Per comprensibili ragioni, gli onesti cittadini cominciarono a inquietarsi mica poco, riflettendo sulla vasta gamma di applicazioni alternative con cui avrebbe potuto essere impiegata una sostanza capace di narcotizzare un individuo adulto nell’arco di pochi secondi, lasciandolo privo di sensi per ore intere (…in realtà, come vedremo, non era proprio così che funzionavano le cose, ma la stampa tendeva a presentare il cloroformio come una sostanza quasi-magica dai poteri miracolosi, che trasformava i chirurghi in novelli Morfeo).

Le signorine non uscivano più di casa, terrorizzate al pensiero del loro corpo inerme abbandonato alla mercé degli stupratori di passaggio.

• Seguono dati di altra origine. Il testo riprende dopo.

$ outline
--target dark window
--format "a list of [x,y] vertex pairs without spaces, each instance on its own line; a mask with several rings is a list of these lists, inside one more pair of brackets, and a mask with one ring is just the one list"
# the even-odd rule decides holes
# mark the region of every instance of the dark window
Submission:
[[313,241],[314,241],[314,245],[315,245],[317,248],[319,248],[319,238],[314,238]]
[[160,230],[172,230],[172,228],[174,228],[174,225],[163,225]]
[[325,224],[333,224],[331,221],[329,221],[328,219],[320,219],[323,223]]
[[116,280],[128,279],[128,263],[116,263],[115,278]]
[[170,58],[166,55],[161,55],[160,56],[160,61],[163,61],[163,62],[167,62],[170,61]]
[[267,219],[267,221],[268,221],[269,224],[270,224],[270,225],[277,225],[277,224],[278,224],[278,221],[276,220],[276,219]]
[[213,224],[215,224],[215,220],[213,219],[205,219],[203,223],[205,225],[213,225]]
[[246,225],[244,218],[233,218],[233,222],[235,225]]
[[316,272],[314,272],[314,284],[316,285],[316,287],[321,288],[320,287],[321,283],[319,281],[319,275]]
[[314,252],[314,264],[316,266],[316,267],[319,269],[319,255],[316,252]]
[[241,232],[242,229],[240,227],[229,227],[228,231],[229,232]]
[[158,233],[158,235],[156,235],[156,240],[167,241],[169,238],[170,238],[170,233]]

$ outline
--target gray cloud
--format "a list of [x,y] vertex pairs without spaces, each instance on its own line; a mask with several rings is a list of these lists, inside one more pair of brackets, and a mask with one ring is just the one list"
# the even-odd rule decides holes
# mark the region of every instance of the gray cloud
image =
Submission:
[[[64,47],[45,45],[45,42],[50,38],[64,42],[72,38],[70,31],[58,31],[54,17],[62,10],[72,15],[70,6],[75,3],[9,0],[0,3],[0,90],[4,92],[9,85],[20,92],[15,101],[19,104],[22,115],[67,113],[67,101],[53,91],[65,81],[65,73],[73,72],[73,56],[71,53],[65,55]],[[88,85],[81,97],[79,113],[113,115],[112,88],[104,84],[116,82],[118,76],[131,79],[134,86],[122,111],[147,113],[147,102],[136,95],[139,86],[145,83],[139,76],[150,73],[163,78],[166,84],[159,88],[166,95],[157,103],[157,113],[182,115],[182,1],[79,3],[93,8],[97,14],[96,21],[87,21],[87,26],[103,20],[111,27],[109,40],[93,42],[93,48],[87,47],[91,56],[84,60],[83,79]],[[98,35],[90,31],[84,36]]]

E esponenti dell’altro sesso erano non meno allarmati: se il cloroformio permetteva a un medico di cavar denti e rimuovere ernie senza che il paziente si rendesse conto di ciò che era successo, a maggior ragione avrebbe potuto permettere a un criminale senza scrupoli di sfilare portafogli e rubar chiavi di casa. Indagini giornalistiche effettuate ad hoc avevano reso dolorosamente chiaro che il commercio del cloroformio non era soggetto a regolamentazioni particolarmente rigide: per un uomo dall’aspetto rispettabile e dalla buona parlantina, in grado di dare spiegazioni valide con cui motivare la sua richiesta, era relativamente facile ottenerne una boccetta dal farmacista; ed ecco dunque nascere lo spauracchio del criminale che narcotizza le sue vittime per derubarle.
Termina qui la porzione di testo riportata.